Europe’s EPR Nuclear Reactor Model May Finally Go Live in 2019

New reactors inch closer to commissioning in Finland and France.

Photo Credit: EDF

It's a new year, and it could be the year to end a construction saga surrounding Europe’s ill-fated EPR commercial nuclear reactor model.

French-built EPRs (the acronym originally stood for European Pressurised Reactor and then changed to Evolutionary Power Reactor) could deliver power for the first time on European soil before the end of 2019, according to an S&P Global Platts report.

The commissioning of EPRs in France and Finland would conclude a sorry saga of delays and cost overruns for the reactor design. Construction started in 2005 on the first EPR, Olkiluoto 3 in Finland, with an estimated start date of 2010.

Not only has the project taken almost three times as long to build, but it has also seen costs balloon. In 2012 the project was already expected to cost about €8.5 billion ($9.8 billion at today’s exchange rate), nearly three times the reactor’s original €3 billion ($3.5 billion) price tag.

The project has also been blighted by competing compensation claims from the developer, Areva (which rebranded as Orano last year), and the owner, Teollisuuden Voima Oyj.

Areva’s second EPR, being built at the Flamanville Nuclear Power Plant in France, has not fared much better. Construction started at the end of 2007 and was slated to end in 2012, at a cost of €3.3 billion ($3.8 billion). On current estimates it will cost €10.9 billion ($12.6 billion).

Given the history of delays, there is still uncertainty over when both projects will be completed. The S&P Global Platts piece said both could deliver first power before the end of the year, but also noted that Olkiluoto 3 is not due to enter full operation until early 2020.

Dr. Jonathan Cobb, senior communication officer at the World Nuclear Association, confirmed regular electricity generation is unlikely to commence before January 2020.

Olkiluoto 3 passed key pre-operational hot functional tests on its coolant circuits and safety systems in May 2018, he said.

Fuel will be loaded into the reactor core this June, and the reactor should be connected to the grid in October, at which point it will be considered to be in operation. The Flamanville 3 reactor is following close behind, but appears unlikely to come online this year.

Hot testing of the reactor is due to begin shortly, said Cobb, with fuel loading likely to happen in the fourth quarter of 2019 and full operation next year.

Last July, Reuters reported that trouble with welds had forced the plant’s owner, EDF, to postpone grid connection to the first quarter of 2020, with commercial operation slated to follow in the second quarter.

It’s this kind of hiccup that makes it hard to gauge whether start-date estimates will slip again. However, said Cobb: “As projects move into the final stages of testing and commissioning, there should be greater certainty with the projected schedules.”

And at least there is one EPR in the world that is already up and running. After Olkiluoto 3 and Flamanville 3, Areva sold two more EPRs to China for a nuclear power plant in Taishan, Guangdong.

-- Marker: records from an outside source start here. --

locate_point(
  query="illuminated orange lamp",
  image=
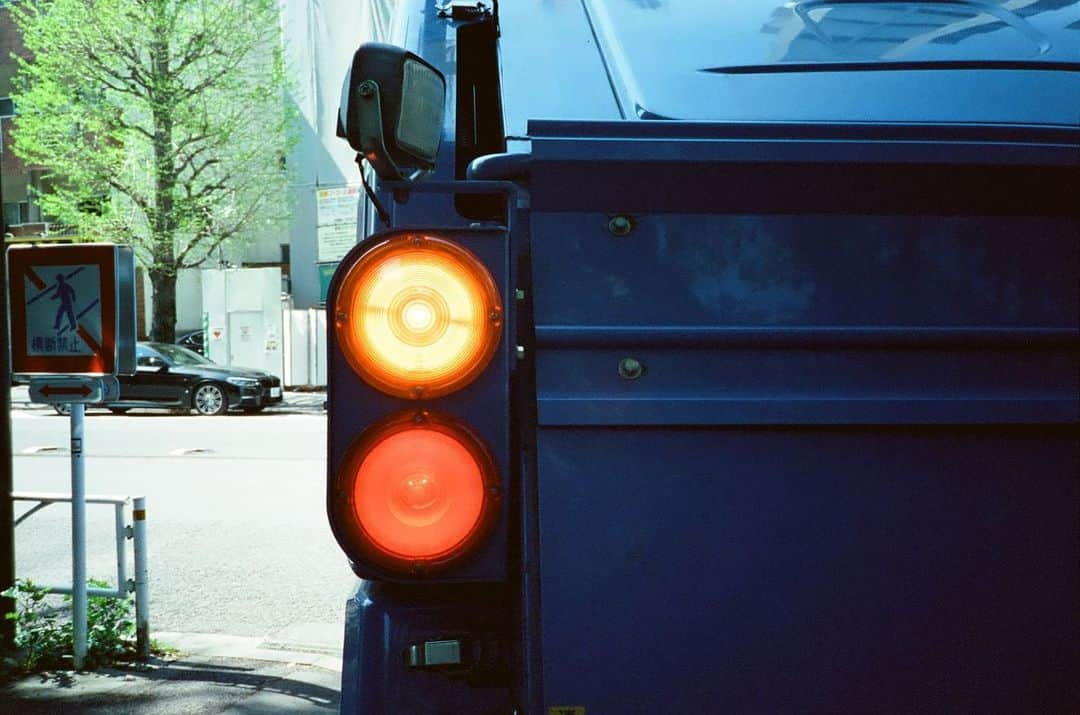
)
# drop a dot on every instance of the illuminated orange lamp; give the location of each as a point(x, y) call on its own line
point(418, 316)
point(418, 491)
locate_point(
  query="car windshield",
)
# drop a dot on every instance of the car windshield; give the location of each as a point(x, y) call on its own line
point(179, 355)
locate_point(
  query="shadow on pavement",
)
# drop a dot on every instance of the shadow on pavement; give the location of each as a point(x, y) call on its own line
point(187, 686)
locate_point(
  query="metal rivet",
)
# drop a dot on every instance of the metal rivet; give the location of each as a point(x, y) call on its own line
point(631, 368)
point(620, 225)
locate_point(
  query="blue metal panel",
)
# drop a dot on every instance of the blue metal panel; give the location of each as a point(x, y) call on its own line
point(810, 570)
point(815, 61)
point(846, 481)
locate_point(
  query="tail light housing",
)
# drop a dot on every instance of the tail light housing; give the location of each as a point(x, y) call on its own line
point(418, 405)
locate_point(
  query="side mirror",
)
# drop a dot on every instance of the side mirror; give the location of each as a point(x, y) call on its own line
point(392, 105)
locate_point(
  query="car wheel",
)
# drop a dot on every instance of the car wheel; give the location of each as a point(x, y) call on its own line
point(210, 400)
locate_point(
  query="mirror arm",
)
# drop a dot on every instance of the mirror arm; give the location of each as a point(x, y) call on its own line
point(370, 124)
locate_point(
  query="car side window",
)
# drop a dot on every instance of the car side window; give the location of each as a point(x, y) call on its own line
point(143, 358)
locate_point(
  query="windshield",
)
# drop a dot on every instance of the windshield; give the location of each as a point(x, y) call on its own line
point(179, 355)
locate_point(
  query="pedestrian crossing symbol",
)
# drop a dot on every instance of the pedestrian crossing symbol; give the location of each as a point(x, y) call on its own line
point(71, 309)
point(63, 310)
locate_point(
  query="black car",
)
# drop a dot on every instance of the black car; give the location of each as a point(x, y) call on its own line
point(176, 378)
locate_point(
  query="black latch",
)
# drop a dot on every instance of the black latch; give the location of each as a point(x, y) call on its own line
point(463, 10)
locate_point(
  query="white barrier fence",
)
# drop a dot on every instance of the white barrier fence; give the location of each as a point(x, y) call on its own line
point(305, 349)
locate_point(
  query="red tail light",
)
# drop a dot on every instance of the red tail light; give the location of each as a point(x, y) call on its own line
point(416, 491)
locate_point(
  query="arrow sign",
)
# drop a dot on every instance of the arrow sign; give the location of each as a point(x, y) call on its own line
point(81, 390)
point(57, 389)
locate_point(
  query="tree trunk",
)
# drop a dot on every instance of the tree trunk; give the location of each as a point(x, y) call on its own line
point(163, 325)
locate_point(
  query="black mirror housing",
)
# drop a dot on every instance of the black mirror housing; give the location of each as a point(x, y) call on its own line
point(392, 107)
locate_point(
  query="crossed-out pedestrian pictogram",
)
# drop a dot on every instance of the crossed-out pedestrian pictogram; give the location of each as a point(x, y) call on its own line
point(76, 320)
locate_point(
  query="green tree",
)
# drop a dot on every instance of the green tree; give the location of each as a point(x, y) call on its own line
point(161, 123)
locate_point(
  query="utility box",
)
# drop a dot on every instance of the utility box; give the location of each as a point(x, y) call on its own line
point(243, 318)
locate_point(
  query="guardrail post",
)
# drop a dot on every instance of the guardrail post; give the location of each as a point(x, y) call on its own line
point(142, 580)
point(78, 538)
point(121, 551)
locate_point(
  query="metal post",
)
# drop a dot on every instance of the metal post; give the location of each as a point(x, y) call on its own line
point(78, 536)
point(142, 580)
point(7, 506)
point(121, 552)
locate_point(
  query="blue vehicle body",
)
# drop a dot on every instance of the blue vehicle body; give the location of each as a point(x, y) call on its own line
point(844, 475)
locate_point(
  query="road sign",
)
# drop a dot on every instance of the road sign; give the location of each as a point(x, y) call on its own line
point(72, 309)
point(65, 389)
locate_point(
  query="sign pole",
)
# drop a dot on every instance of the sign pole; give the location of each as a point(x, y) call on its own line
point(78, 536)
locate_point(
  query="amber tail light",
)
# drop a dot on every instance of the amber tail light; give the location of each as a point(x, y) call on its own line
point(418, 316)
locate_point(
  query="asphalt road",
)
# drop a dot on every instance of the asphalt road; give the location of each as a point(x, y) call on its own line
point(238, 536)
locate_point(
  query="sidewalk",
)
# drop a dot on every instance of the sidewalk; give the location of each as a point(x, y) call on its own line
point(307, 401)
point(211, 674)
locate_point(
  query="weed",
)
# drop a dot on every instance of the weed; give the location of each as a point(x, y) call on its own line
point(43, 632)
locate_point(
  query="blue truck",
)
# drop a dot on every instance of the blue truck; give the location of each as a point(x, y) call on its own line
point(709, 358)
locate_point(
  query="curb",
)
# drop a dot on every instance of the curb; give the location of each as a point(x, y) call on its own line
point(210, 645)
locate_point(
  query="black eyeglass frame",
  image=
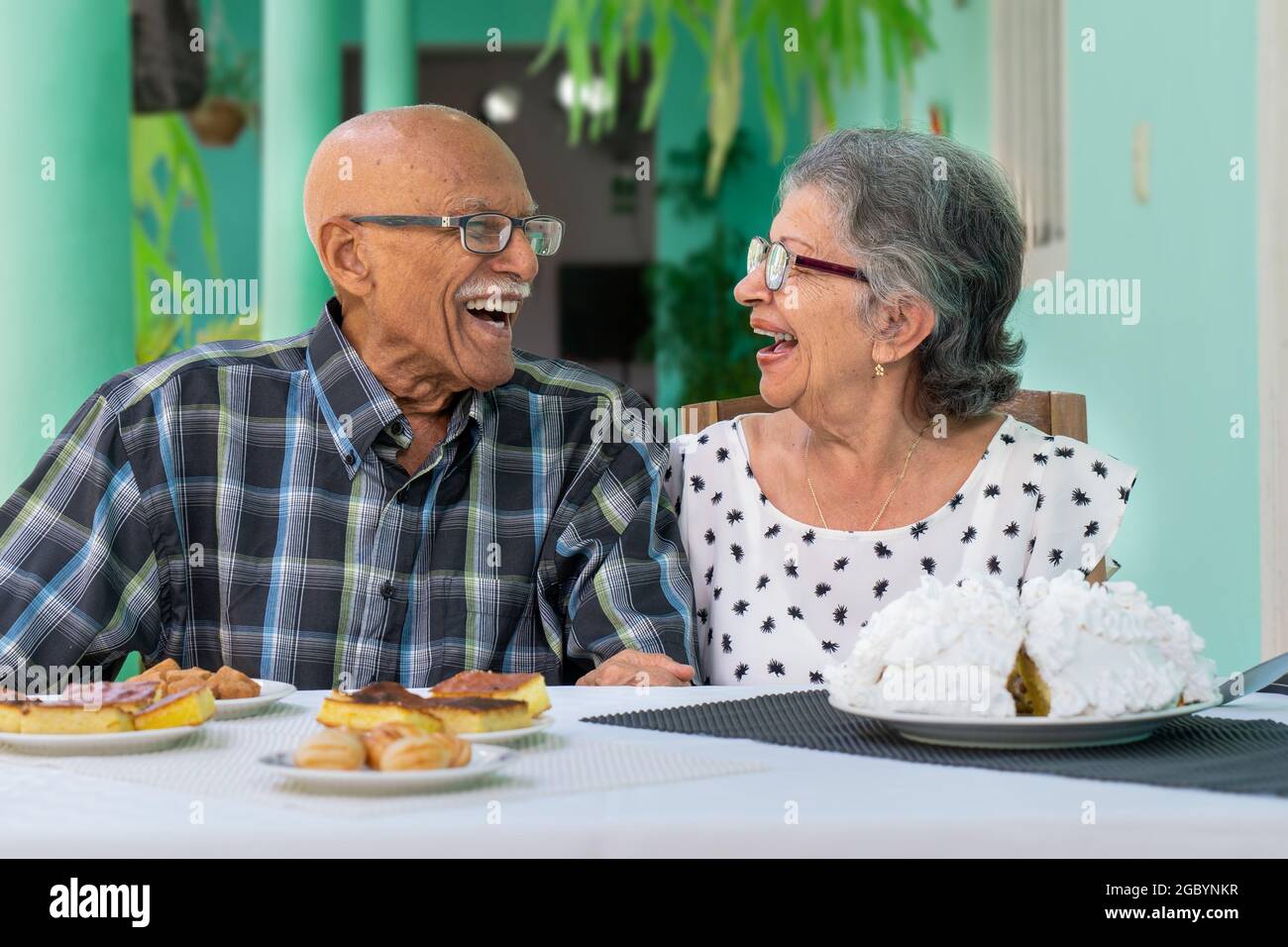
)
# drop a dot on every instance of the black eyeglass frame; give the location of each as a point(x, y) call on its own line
point(460, 223)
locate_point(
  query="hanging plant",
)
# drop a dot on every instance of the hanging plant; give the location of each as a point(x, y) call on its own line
point(798, 42)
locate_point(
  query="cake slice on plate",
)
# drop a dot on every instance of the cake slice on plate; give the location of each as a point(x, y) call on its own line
point(480, 714)
point(380, 702)
point(529, 688)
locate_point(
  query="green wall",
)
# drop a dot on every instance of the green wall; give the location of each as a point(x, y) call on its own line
point(64, 252)
point(1160, 393)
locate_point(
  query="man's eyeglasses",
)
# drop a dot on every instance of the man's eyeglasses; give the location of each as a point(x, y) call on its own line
point(777, 258)
point(487, 232)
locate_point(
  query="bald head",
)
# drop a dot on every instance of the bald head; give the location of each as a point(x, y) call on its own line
point(420, 307)
point(412, 159)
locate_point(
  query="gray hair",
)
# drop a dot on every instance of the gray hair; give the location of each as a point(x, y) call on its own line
point(935, 221)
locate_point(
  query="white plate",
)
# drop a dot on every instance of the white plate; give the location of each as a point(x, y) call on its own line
point(483, 761)
point(269, 692)
point(1021, 732)
point(95, 744)
point(507, 736)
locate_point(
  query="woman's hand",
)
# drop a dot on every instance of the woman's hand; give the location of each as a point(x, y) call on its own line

True to form, both reactors suffered delays, but Taishan 1 finally started delivering electricity to the grid in June last year and began commercial operation in December. Taishan 2 is scheduled to follow suit this year.

The haphazard progress of EPR deliveries has cast doubt over the viability of the design. The concept is being proposed for new nuclear installations in the United Kingdom, India and Saudi Arabia, and is likely to be championed if further plants are built in France.

However, the prospects for further EPR sales are “uncertain, at best,” said Edward Kee of the Washington, D.C.-based Nuclear Economics Consulting Group. “The EPR appears to be difficult to build and may not be an attractive technology compared with other offerings,” he said.

More importantly, he noted, “the French government seems to have little interest in or capacity to enter into the broader government-to-government and project funding arrangements that Russian and Chinese nuclear vendors are offering.”

After the lackluster performance of EPR projects to date, the fact that even the French are unwilling the back the reactors could render possible buyers wary.